Adapun manafsirkan kata “ayat” pada firman Allah di atas dengan “mukjizat”, sebagaimana dalam Tafsir Qur’an Al-Furqan, karya A Hassan, maka kami khawatir itu merupakan tafsir bid’ah. Walaupun secara bahasa dibenarkan, namun bertentangan dengan ijma’ ahli tafsir sebagaimana di atas.
Firman Allah: "Dan apabila Kami mengganti suatu ayat di tempat ayat yang lain." (QS An Nahl: 101).

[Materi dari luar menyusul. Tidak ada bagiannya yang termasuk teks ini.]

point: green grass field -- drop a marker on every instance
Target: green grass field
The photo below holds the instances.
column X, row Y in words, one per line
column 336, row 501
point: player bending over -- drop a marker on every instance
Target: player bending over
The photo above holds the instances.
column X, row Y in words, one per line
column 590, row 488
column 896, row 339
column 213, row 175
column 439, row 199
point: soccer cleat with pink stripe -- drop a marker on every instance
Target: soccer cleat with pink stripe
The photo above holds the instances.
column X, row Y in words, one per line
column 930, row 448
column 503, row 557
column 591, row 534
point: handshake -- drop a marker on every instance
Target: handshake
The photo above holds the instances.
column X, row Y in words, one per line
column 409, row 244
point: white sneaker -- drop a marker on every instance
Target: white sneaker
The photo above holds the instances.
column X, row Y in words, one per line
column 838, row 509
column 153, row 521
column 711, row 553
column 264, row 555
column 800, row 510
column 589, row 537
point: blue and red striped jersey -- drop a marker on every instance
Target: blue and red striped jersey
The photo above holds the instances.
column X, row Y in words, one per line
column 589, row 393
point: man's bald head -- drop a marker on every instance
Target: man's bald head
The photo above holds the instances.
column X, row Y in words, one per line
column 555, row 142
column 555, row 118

Demikian juga ayat ini juga nyata menunjukkan adanya ayat Al-Qur’an yang nasikh dan mansukh, bukan hanya nasikh saja! Ayat yang Allah jadikan pengganti adalah nasikh, ayat yang digantikan adalah ayat mansukh. Dan ini sangat jelas, sebagaimana kita lihat. Adapun sebagian dari contoh-contoh ayat mansukh akan kami sampaikan di bawah insya Allah. Lebih luas dapat dilihat dalam kitab-kitab ushul fiqih.
Dalil Aql
Syeikh Muhammad bin Shalih Al-Utsaimin berkata, “Naskh boleh terjadi menurut akal dan nyata terjadi menurut syari’at. Adapun bolehnya terjadi menurut akal, karena segala perkara di tangan Allah, segala hukum (keputusan) milik-Nya, karena Dia adalah Ar-Rabb (Sang Penguasa) Al-Malik (Sang Pemilik). Maka Dia berhak mensyari’atkan bagi hamba-hamba-Nya apa yang dituntut oleh hikmah-Nya dan rahmat-Nya. Apakah akal menolak jika Sang Pemilik memerintahkan kepada apa yang Dia miliki dengan apa yang Dia kehendaki?"
Dalil Ijma’
Banyak ulama telah menyatakan adanya ijma’ tentang adanya naskh dalam Al-Qur’an dan As-Sunnah.
Al-Baji berkata, “Seluruh umat Islam berpendapat bolehnya/ mungkinnya naskh syari’at menurut akal dan syara’.”
Al-Kamal Ibnul Humam berkata, “Pengikut syari’at-syari’at telah sepakat atas bolehnya (naskh, secara akal) dan terjadinya (secara syari’at).”
Macam-Macam Naskh
Pertama, macam-macam naskh, dilihat dari nash yang mansukh (dihapus) ada tiga bagian:
1. Nash Yang Mansukh Hukumnya, Namun Lafazhnya Tetap
Inilah jenis nash mansukh yang paling banyak. Yaitu hukum syar’i dihapuskan, tidak diamalkan, namun lafazhnya tetap.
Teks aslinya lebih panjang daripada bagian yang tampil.